NORWICH, CT – (RealEstateRama) — Congressman Joe Courtney (CT-02) released new information on his efforts to assist homeowners in northeastern Connecticut with crumbling foundations. On Wednesday, Courtney met with the Capital Region Council of Governments (CRCOG) to discuss his recent determination that federal funding from the U.S. Department of Housing and Urban Development (HUD) could be used to assist homeowners.
“As I have said before, I am committed to investigating every source of federal assistance that can be used to assist homeowners in northeastern Connecticut with crumbling foundations. Now I am working with partners on the ground in Connecticut to make sure that we can smooth the glide-path for these resources into our local towns,” said Courtney. “This is a complicated issue and no single source of funding is going to solve this entire problem. We need an all-hands-on-deck approach to this crisis and after meeting with the Capital Regions Council of Governments earlier this week – it was clear that they get it. I look forward to continuing to work closely with CRCOG as they pursue ways to address the crumbling foundations issue and seek resources, such as federal funding like the type I identified at HUD to help homeowner sand community facing this difficult challenge.”
Following his meeting with CRCOG, Courtney sent a letter following up on a number of issues discussed with association including his commitment to working with them to make the case for using HUD funding to assist homeowners. In addition, Courtney is publicly releasing a recent report he commissioned from the bipartisan Congressional Research Service which examined the process for redirecting HUD funding to help the homeowners.
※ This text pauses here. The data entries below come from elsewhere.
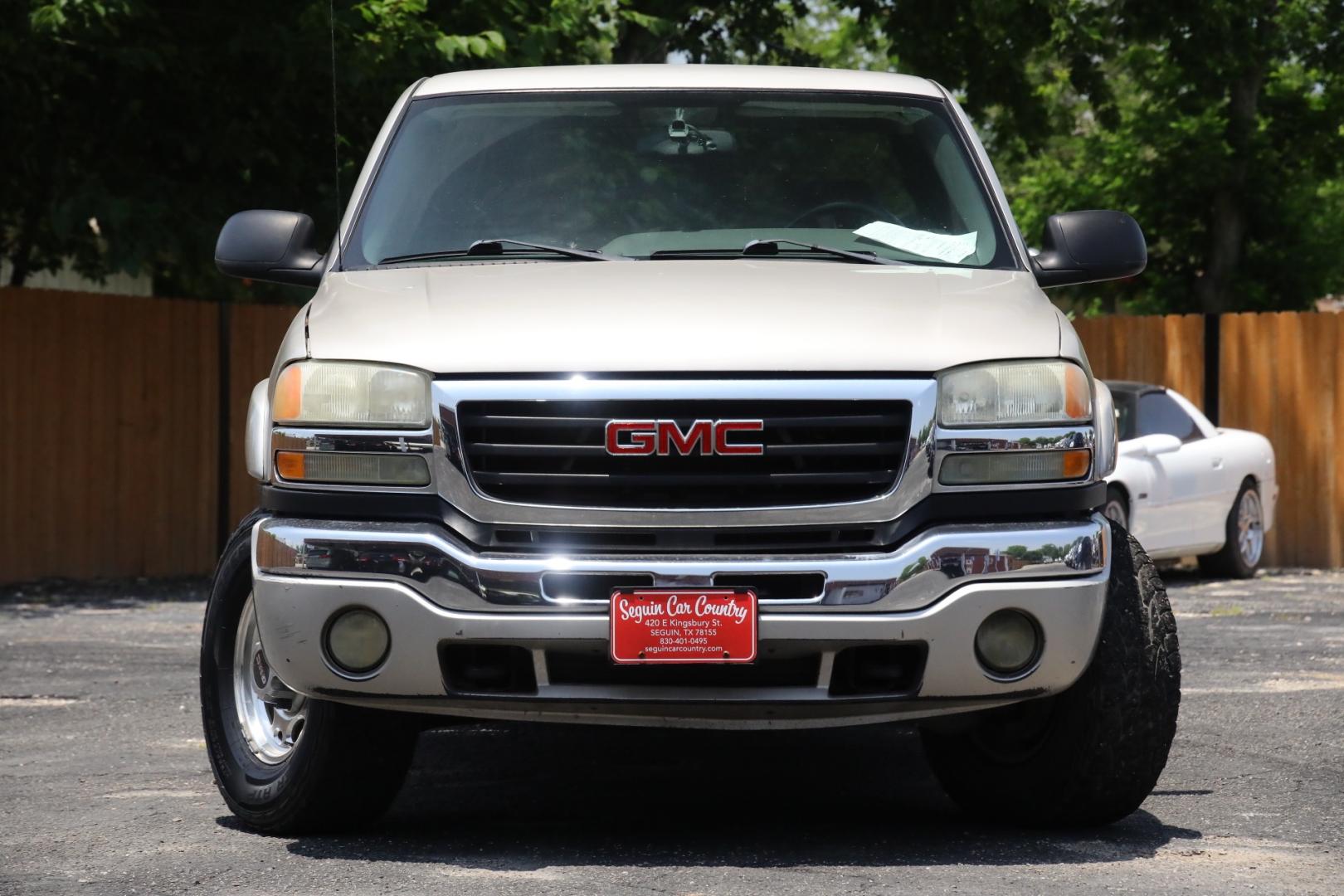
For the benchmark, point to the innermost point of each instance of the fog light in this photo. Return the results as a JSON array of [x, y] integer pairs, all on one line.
[[1007, 642], [358, 640]]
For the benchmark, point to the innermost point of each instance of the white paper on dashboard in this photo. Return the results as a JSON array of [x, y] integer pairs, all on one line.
[[945, 247]]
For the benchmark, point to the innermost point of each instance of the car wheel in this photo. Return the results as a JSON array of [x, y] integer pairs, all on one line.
[[1118, 507], [286, 763], [1092, 754], [1244, 544]]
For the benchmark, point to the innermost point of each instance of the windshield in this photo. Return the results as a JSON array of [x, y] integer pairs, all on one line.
[[672, 173]]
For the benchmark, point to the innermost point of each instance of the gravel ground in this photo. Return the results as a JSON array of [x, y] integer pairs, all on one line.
[[105, 786]]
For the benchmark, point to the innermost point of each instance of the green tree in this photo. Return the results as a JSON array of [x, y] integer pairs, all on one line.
[[1215, 124]]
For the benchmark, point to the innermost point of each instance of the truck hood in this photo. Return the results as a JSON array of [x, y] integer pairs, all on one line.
[[684, 316]]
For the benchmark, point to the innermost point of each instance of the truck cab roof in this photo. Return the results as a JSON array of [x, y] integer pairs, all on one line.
[[686, 77]]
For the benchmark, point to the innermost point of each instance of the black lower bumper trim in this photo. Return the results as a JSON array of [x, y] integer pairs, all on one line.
[[937, 509]]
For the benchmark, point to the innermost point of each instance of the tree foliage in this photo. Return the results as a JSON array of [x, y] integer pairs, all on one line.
[[1215, 124]]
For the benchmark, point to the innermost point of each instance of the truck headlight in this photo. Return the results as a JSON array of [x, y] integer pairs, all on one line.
[[1014, 394], [351, 394]]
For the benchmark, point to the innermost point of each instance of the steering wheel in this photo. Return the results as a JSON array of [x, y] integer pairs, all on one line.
[[875, 212]]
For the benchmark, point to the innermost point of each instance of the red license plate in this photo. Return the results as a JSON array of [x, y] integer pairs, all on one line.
[[683, 625]]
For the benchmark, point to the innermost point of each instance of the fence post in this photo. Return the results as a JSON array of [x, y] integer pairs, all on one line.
[[1213, 348], [223, 347]]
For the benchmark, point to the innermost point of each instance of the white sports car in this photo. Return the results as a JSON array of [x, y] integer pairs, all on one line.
[[1185, 486]]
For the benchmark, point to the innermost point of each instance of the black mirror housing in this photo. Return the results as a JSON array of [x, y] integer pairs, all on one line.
[[273, 246], [1089, 246]]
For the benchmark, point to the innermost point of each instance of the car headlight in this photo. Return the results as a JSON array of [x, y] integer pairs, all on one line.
[[1014, 394], [351, 394]]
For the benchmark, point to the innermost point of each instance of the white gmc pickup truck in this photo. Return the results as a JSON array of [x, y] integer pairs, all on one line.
[[684, 395]]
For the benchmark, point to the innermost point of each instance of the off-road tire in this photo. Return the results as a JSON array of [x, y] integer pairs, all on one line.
[[1093, 752], [1229, 562], [347, 763]]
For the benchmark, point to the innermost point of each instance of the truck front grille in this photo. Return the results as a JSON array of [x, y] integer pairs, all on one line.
[[554, 453]]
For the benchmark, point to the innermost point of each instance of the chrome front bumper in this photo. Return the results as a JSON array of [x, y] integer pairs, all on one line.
[[435, 592]]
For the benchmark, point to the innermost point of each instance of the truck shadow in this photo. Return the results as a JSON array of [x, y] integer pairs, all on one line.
[[516, 796]]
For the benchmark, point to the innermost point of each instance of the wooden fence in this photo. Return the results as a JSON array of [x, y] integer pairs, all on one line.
[[110, 458], [110, 406], [1280, 375]]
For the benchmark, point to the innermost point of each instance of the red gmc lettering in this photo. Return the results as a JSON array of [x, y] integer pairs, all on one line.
[[721, 437], [671, 436], [663, 437], [641, 437]]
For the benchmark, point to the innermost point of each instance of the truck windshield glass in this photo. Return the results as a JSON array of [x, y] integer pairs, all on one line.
[[636, 173]]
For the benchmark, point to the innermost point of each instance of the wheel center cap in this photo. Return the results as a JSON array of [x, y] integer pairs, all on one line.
[[261, 672]]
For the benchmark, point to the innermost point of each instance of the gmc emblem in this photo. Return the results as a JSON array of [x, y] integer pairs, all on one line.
[[665, 437]]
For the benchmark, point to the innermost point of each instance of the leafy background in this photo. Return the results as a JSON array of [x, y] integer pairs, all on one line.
[[1218, 125]]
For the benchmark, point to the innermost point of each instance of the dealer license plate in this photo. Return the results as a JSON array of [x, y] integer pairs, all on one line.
[[683, 625]]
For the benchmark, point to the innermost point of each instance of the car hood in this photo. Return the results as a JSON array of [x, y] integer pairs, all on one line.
[[680, 316]]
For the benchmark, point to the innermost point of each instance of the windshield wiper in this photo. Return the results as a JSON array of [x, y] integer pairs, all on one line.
[[772, 247], [483, 247]]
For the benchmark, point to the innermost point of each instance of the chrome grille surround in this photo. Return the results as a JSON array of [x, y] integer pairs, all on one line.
[[914, 479]]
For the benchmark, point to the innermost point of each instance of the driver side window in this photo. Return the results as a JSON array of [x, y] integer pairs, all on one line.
[[1157, 412]]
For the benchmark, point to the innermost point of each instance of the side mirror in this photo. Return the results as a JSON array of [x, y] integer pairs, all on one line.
[[1088, 246], [275, 246], [1151, 445]]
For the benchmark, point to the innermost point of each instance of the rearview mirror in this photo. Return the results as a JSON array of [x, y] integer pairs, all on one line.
[[275, 246], [1088, 246], [1151, 445]]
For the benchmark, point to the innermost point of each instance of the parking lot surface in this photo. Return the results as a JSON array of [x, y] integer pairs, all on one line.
[[105, 785]]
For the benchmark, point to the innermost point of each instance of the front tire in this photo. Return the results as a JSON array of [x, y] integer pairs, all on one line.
[[285, 763], [1244, 544], [1092, 754]]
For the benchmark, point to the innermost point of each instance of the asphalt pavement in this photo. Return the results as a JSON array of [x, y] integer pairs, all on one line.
[[105, 786]]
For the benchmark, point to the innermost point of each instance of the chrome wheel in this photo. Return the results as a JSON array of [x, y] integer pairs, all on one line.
[[1250, 528], [269, 713], [1116, 512]]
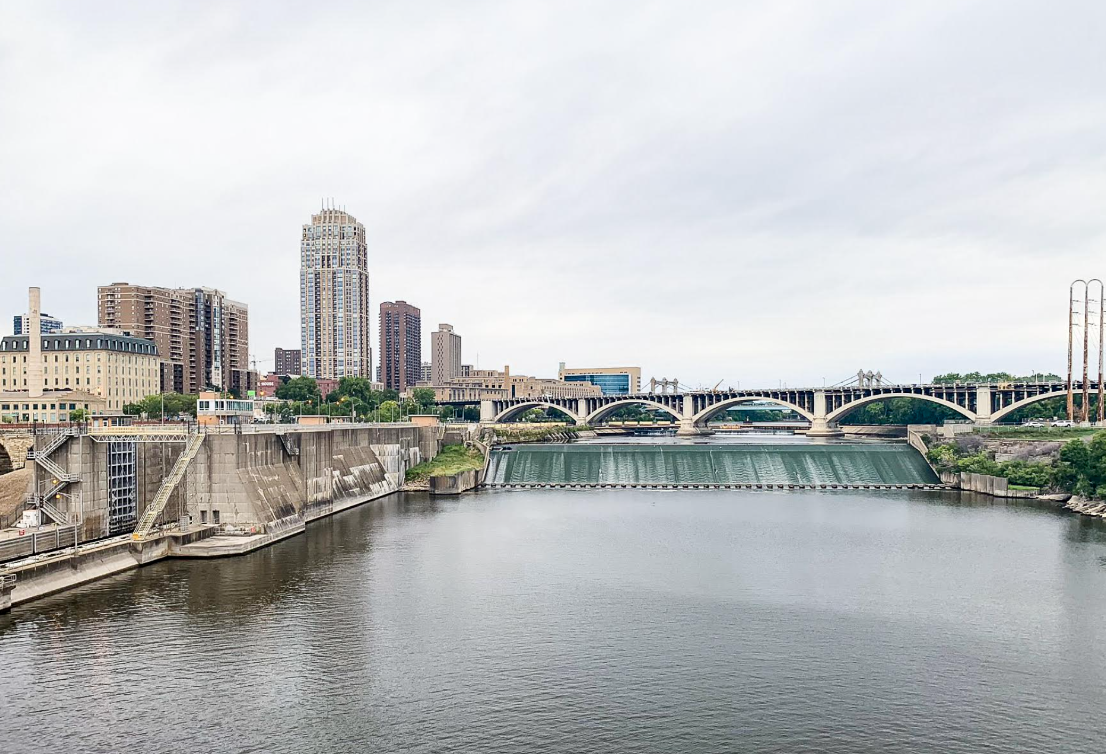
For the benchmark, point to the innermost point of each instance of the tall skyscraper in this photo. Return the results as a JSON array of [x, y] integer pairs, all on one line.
[[445, 355], [287, 362], [201, 335], [400, 345], [334, 320]]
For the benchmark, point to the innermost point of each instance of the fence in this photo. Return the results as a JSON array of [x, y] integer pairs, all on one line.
[[32, 543]]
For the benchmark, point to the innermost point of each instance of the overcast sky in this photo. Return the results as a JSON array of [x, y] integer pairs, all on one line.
[[753, 191]]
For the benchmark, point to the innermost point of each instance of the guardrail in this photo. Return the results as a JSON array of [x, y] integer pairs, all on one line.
[[38, 542]]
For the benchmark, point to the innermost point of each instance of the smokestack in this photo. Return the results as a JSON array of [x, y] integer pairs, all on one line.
[[34, 341]]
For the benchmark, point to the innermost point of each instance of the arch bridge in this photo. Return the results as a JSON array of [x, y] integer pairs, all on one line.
[[823, 407]]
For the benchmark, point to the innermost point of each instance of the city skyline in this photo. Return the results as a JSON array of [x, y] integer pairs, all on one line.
[[790, 201]]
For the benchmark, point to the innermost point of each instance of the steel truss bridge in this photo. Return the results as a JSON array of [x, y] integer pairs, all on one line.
[[822, 407]]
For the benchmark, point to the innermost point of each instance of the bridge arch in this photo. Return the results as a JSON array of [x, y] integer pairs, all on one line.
[[705, 416], [998, 416], [611, 408], [848, 408], [514, 410]]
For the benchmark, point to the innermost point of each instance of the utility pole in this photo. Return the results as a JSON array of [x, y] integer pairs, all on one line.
[[1102, 304], [1071, 345], [1085, 409]]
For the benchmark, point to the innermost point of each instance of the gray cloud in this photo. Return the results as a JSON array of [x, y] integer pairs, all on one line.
[[755, 191]]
Connecticut receives funds from the Small Cities CDBG and HOME programs annually. For 2016, Connecticut received about $12.2 million in Small Cities CDBG funds and $6.5 million in HOME funds not otherwise allocated to larger cities. The funds are used in a wide variety of housing and development projects throughout the state, with their distribution determined by the Connecticut Department of Housing and the Office of Policy and Management (OPM) in consultation with the Connecticut General Assembly.
On June 9, 2016, the CEOs of some of the municipalities affected by crumbling foundations set forth a series of relief measures the state could implement to respond to this challenge. An “emergency repair fund” and assessment program to organize a coherent plan for inspection, communication, and remediation were some of the constructive suggestions made. As outlined by HUD, CDBG and HOME funding could assist with execution of that plan.
The Community Development Block Grant (CDBG) is a federal grant program designed to provide communities with funds to implement a wide-range of development needs. The CDBG program provides annual grants on a formula basis to more than 1000 government entities across the nation.
The Small Cities CDBG program is also known as the ‘State Administered CDBG’ because the funds are awarded to state governments and then apportioned to municipalities based on a formula set by the administering state agency. In Connecticut, the funds are awarded to DOH and are distributed according to a consolidated plan which the agency has established.
The HOME Program makes grants to state and local governments to assist with implanting with strategies designed to increase homeownership and affordable housing for lower income Americans. Government entities that receive funding through the program may use it for a variety of purposes including housing rehabilitation, rental assistance, and assistance to buyers.
Most recently, Courtney led a series of federal delegation letters urging home insurance companies to join repair efforts for affected homes.